The PRM user assignment feature is integrated with standard HP-UX commands such as cron and at.
This integration ensures that commands—or jobs that are executed on behalf of users at specified
times—run in the appropriate PRM groups as well.
Assigning users to PRM groups ensures user processes receive the assigned allocations for CPU, real
memory, and disk I/O bandwidth resources when the system is under heavy load. When using pSet
PRM groups or when using FSS PRM groups with CPU capping enabled, users are prevented from
using more than their CPU allocation, which ensures they always see a consistent level of system
responsiveness. The objective with this PRM feature is not to restrict users’ connect time as might be
the case with a campus student server—there are already tools to deal with that problem. The
objective is to ensure a consistent level of service to users of servers in an enterprise.

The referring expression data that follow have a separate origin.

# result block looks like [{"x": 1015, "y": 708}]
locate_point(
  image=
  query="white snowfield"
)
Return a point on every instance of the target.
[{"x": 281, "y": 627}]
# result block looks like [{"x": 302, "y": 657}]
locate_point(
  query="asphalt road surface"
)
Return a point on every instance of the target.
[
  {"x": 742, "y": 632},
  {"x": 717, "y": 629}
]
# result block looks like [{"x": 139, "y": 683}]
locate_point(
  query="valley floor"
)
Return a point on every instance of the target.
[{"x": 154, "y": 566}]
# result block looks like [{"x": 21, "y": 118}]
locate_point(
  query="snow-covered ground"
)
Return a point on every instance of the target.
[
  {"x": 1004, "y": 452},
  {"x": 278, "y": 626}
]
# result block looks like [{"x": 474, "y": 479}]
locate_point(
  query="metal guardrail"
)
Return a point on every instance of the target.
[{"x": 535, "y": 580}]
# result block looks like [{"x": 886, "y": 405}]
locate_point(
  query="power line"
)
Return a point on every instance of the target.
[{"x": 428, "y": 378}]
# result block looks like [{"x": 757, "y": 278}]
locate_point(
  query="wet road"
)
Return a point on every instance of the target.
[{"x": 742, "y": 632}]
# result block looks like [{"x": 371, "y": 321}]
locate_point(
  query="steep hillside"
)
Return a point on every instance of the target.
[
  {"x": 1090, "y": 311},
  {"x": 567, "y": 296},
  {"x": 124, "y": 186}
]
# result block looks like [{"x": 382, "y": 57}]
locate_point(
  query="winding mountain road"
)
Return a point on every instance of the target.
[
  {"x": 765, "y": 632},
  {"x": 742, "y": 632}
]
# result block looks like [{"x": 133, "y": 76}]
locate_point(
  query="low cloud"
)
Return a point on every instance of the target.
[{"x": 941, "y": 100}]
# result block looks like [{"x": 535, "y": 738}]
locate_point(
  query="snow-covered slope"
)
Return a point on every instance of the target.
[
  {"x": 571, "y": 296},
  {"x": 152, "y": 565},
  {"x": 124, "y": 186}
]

Allocating resources to UNIX groups
UNIX groups defined in /etc/group enable you to easily give a collection of users the same level of
access to various files on a system. You can configure PRM to provide a UNIX group with a certain
level of access to system resources as well, placing processes in PRM groups based on their effective
UNIX group IDs.
* The file /etc/netgroup defines network-wide groups and is used for permission checking when executing remote mounts, remote
logins, and remote shells. For remote mounts, the information in netgroup classifies machines. For remote logins and remote shells, it
classifies users. See the netgroup(4) man page for additional details.